Jasleen Kaur is an artist making with the slurry of life. Raised amidst betrayal, secrecy and banished outsiders, her work is to make sense of what is out of view or withheld. She is called towards plurality, declassifications, polyphony, the blur. She is practising singing in the sediment till she is intoxicated.
Her work has been shown at Tate Britain (2024), Tramway, Scotland (2023), Touchstones Rochdale (2021), Wellcome Collection, London (2021), Serpentine Civic, London (2020), Glasgow Women’s Library, Scotland (2019), Baltic Centre for Contemporary Art, Newcastle (2019), MIMA, Middlesbrough (2018), Cubitt Gallery, London (2018), Eastside Projects, Birmingham (2017), Jerwood Space, London (2015). In 2019 her book Be Like Teflon was co-published by Glasgow Women’s Library and Dent-de-leone. She was awarded the Paul Hamlyn Artist Award in 2021 and winner of the Turner Prize 2024.
Nicola Singh is a multi-disciplinary artist, researcher and pedagogue based between the UK and India.
Her work is rooted in contemporary performance art. Her research interests are voice, sound and song as cultural signifiers, as tools for spiritual practice and as a means of interrogating language. She works across sonic traditions, with improvisation techniques and via different modes of listening. She is interested in trans-national techniques of mantra and meditation, and how language, sound and repetition are used as transcendental vehicles in these practices. She also uses mantra-like repetition and improvisation to demonstrate the mutability and difficulty of language.
Nicola integrates her expanded vocal technique with the influence of Yogic breath practices and classical North Indian vocal music. She is currently training in Dhrupad with Pandit Uday Bhawalkar.
She also experiments with modes of listening and somatic practice in performance, pedagogic and social justice settings. Most recently, using Yoga Nidra as a tool to support global majority activists in connecting to ancestral wisdoms.

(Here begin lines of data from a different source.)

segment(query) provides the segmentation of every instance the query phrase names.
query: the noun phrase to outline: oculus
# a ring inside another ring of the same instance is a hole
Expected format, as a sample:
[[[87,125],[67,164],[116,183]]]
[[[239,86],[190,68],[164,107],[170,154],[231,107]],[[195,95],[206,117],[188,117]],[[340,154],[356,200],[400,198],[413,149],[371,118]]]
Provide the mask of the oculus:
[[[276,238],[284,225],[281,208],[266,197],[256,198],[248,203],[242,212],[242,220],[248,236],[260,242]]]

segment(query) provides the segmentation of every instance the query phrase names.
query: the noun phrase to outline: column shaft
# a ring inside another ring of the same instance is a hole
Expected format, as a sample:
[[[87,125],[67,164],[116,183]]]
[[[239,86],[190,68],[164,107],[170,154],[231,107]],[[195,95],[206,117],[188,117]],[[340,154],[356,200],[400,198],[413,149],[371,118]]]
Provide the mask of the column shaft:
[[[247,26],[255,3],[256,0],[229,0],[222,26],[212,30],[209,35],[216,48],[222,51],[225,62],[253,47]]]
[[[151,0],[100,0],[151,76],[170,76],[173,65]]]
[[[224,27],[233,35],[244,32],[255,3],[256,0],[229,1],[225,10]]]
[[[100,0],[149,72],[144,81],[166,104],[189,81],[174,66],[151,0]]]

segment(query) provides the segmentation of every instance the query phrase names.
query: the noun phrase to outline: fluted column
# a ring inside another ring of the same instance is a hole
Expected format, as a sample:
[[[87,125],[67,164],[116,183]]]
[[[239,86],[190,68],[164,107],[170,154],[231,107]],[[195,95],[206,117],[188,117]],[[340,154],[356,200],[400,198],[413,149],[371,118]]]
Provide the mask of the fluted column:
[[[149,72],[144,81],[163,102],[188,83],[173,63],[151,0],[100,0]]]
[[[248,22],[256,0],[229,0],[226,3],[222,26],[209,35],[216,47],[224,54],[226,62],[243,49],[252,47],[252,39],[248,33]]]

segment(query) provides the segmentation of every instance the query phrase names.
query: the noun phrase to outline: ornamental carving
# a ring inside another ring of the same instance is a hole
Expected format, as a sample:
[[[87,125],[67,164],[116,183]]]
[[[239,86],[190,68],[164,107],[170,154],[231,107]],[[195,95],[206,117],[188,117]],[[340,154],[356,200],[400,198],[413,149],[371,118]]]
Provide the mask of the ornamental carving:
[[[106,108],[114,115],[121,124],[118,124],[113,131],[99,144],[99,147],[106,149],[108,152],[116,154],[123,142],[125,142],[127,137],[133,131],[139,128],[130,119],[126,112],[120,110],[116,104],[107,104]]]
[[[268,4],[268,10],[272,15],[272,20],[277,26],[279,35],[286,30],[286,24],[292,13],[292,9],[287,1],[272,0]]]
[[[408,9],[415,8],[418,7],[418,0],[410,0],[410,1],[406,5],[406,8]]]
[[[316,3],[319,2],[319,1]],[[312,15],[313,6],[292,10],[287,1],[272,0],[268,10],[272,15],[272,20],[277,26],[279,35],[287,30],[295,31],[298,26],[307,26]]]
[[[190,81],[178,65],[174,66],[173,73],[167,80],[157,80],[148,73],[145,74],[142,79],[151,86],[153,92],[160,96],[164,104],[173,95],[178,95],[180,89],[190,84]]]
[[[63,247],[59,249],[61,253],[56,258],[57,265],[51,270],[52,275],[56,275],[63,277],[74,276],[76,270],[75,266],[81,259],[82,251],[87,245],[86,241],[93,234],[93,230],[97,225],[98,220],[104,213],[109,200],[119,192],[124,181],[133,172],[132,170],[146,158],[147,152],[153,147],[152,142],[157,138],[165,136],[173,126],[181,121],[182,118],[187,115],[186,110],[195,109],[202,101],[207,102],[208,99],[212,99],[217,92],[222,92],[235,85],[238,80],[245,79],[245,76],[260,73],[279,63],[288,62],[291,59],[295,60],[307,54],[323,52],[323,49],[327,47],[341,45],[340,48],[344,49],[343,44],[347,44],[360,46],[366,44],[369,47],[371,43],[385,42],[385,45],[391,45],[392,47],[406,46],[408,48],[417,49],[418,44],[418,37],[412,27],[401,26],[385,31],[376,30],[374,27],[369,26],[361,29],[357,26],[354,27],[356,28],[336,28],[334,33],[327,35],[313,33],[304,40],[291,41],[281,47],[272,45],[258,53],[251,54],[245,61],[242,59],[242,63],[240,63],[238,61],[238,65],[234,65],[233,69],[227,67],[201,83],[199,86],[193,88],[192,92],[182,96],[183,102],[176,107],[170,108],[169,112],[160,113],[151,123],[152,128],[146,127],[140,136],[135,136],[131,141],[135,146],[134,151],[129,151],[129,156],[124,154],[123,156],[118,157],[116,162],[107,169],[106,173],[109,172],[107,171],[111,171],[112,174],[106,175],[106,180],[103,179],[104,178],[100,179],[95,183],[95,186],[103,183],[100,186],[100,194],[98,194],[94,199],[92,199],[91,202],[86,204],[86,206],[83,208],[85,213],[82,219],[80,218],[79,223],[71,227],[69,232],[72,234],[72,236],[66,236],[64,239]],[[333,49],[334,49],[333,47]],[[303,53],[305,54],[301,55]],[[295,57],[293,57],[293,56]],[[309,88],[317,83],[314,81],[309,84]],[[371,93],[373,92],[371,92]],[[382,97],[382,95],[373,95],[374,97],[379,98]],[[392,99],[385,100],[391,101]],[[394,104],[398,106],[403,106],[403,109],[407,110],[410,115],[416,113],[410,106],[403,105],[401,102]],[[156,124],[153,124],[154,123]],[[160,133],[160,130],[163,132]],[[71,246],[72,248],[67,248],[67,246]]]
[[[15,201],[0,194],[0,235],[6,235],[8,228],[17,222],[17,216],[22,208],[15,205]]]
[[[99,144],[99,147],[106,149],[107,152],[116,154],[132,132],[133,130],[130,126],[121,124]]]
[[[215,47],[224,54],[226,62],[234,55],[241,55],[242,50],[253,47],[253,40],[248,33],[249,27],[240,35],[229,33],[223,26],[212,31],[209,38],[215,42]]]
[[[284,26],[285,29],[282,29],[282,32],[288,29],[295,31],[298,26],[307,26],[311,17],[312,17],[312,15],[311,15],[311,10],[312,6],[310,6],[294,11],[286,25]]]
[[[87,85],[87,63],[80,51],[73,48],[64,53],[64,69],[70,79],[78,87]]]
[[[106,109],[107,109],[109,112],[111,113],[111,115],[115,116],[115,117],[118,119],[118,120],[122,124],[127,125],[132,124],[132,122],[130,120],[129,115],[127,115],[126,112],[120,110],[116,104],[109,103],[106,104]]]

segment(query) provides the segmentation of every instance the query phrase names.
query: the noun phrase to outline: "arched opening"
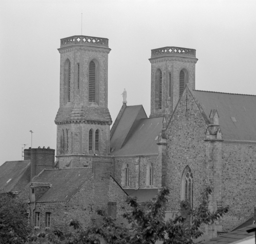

She uses prop and costume to play with the aesthetics of sound, as well as exploring the physicality of the ‘improvising body’ – testing out embodied states as performative devices. Experiments include weight training and ritual fasting as a precursor to vocal improvisation.
She also makes speculative and post-performance works on paper.
Alia Syed is an experimental film maker whose work has been shown extensively in cinemas and galleries around the world. She is interested in story telling: the protean nature of self-narration, enfolding fact and fiction, how histories are made and unmade, especially in relation to culture, diaspora and location.
Syed’s films have been shown at numerous institutions around the world including, BBC Arts Online (currently), Tigers and Dragons: India and Wales in Britain (currently) Glynn Vivian, Los Angeles County Museum of Art in 2012-13, 5th Moscow Biennale (2013); Museum of Modern Art, New York (2010); Museo National Centro de Arte Reina Sofia, Madrid (2009); XV Sydney Biennale (2006); Hayward Gallery, London (2005); Tate Britain, London (2003); Glasgow Museum of Modern Art, Scotland (2002); Iniva, London (2002); The New Art Gallery in Walsall (2002); and Tate Modern, London (2000), Reina Sophia Museum of Contemporary Art, Madrid (2009), Courtisane Festival, Belgium (2019) WKV, Stuttgart (2019) and Yale Centre for British Art (2019). Syed’s films have also been the subject of several solo exhibitions at Talwar Gallery in New York and New Delhi.